More formally, filters are functions on objects; if f, g and h are filters and x is an object, we would like the have:

  1. commutativity: f(g(x)) = g(f(x))
  2. semantically valid composition function: having f, g define (fg)
  3. if possible, associativity: (fg)h(x) = f(gh)(x)

Proposed solution

Before going into details, one note on terminology. There is a big overlap between Map and Object types (in general). In many languages they are treated interchangeably. You can think of an object as a map, where map key is field name and map value is a field value. Moreover, JSON does not distinguish between the two. Thus, this document describes only how to define filters for Map data type. All definitions related to Map type also apply to Object type.
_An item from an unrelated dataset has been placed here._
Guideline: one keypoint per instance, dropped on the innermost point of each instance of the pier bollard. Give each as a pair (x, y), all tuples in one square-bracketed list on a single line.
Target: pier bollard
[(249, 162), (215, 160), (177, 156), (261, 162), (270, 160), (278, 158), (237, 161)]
There are two types of structural filters users might want to express:

  1. positive mask: select only specified fields from the object
  2. negative mask: remove specified fields from the object

Syntax

Structural filtering can be expressed as a JSON or any equivalent in memory representation. Ability of expressing filters as JSON objects is beneficial because it can be easily processed by clients and is language agnostic.

Positive mask syntax

Positive mask is a JSON object, with number 1 assigned to selected fields e.g.:

{
  "person": {
    "phone": 1,
    "firstname": 1,
    "lastname": 1,
    "current_position": {
      "job_title": 1
    }
  }
}

is a mask, which selects only phone, first name, last name and current position’s job title from User Profile.

Negative mask syntax

Negative mask is a JSON object, with number 0 assigned to selected fields e.g.:

{
  "profile": {
    "phone": 0
  }
}

is a mask, which hides phone number in the User Profile.

Complex data structures

Array

Syntax for array is the following:

"array_field": {
    "$start": 10,
    "$count": 15,
    "$*": {
      (...)
    }
  }

where $* is a wildcard mask, applied to every element in Array. $start and $count are optional fields which specify range of array that will be returned. First element of an array has index 0. Semantic of $start and $count is intuitive:

  • $start specify first element of an array, which will be returned
  • $count specifies how many elements, starting from $start will be returned

Specifying range in an array is treated as a positive mask e.g. it is equivalent to selecting elements of array using positive mask.

If mask contains only $start, then $count is implicitly evaluated to Integer.MAX_INT.

If mask contains only $count, then $start is implicitly evaluated to 0.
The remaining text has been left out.